Since the average CTR (clickthrough rate) sits around 1%, you need 100x the amount of clicks in terms of viewership.

Eyeballs needed to drive $1,000,000 in ad revenue: 370,370,300

You need about 400 million views per year to generate $1,000,000 annually. And as everyone knows, it’s NEXT TO IMPOSSIBLE to make anybody look at anything.

Either Growth is Your Business Model or You Aren’t a Business

Since it’s next to impossible for advertising to be your free product’s business model, you’re left with two choices. You’re either: 1. a startup where growth is your business model, or 2. you aren’t a business. Believe it or not, both can be viable.

Growth as a Business Model

Many new companies have recently shown me their pitch decks, where they describe how they’ll build an advertising platform that will be so custom and effective so as to demand higher premiums than your average social software. First off, I don’t think VCs actually buy that line; second, it’s a waste of time.
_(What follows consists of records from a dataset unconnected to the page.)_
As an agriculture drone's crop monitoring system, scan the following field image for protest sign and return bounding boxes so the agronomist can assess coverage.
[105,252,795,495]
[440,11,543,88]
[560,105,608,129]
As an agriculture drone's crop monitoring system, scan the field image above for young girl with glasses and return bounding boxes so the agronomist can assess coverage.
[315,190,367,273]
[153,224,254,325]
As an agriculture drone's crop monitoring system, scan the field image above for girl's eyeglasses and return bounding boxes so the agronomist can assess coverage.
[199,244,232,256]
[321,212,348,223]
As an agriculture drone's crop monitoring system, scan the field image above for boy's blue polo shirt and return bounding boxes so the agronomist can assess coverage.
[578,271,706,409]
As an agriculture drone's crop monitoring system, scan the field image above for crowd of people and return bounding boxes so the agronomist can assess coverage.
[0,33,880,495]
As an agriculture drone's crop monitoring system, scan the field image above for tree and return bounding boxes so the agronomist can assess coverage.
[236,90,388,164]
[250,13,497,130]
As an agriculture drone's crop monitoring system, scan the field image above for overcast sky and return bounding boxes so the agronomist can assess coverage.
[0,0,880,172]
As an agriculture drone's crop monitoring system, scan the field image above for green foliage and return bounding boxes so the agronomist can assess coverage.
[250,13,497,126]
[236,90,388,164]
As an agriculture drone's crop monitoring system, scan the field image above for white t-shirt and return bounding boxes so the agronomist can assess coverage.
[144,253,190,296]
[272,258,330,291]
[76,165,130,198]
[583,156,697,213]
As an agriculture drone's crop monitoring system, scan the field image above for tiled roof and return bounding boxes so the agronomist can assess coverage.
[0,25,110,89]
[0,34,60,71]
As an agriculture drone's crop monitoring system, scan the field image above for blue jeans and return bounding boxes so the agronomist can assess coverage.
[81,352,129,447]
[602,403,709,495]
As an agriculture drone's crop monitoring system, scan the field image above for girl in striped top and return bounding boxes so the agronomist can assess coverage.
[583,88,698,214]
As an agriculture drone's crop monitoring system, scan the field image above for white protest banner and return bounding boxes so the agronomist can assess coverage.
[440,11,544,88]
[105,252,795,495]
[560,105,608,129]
If your intention is to remain a free product and potentially sell ads in the future, your business model is eyeballs. If your business model is eyeballs, you need to be talking about how 500 users becomes 5,000,000 users. That’s all that matters. VCs always talk about distribution because if you can’t break open that nut, you’ll never scale. And if you never scale...

You Don’t Have To Be A Business

Or, the part of this post everyone will disagree with

Many startups are acquisition fodder. Acquisition is not bad and can, in fact, be an amazing outcome — but investors want to hear how they’ll get their 1000x return and therefore don’t like to hear about exits. However, many tech companies find success by not becoming a business based around growth and the future of advertising, but rather building technology that is uniquely beneficial to one of the big incumbents (Facebook, Google, etc.). The technology can be so beneficial that these companies decide it’s smarter to acquire the entire company rather than build their own version.

Lemkin drops knowledge during this episode.

Jason Lemkin on This Week In Startups talked about how most acquisitions are outsourced R&D. If company A is huge and wants to add location-based features to its product, they might just acquire a location technology company. Acquiring a team of 50 people who have already built the feature is purchasing an asset and is therefore a net positive, whereas hiring 50 people to build a feature from scratch becomes a loss.

Choose Your Poison

If you’re a huge growth company, make huge growth decisions. If you’re outsourced R&D, you better focus on building technology that no one in the world has. These are very different paths and require very different teams and execution. Don’t fool yourself by saying, “we’re going to build an advertising model once we hit scale.” What you’re doing is either scaling exponentially and forever, or you’re building tech that’s sexy enough that the big dogs don’t care you won’t make money. Pick the side that best reflects your company and product, and run with it.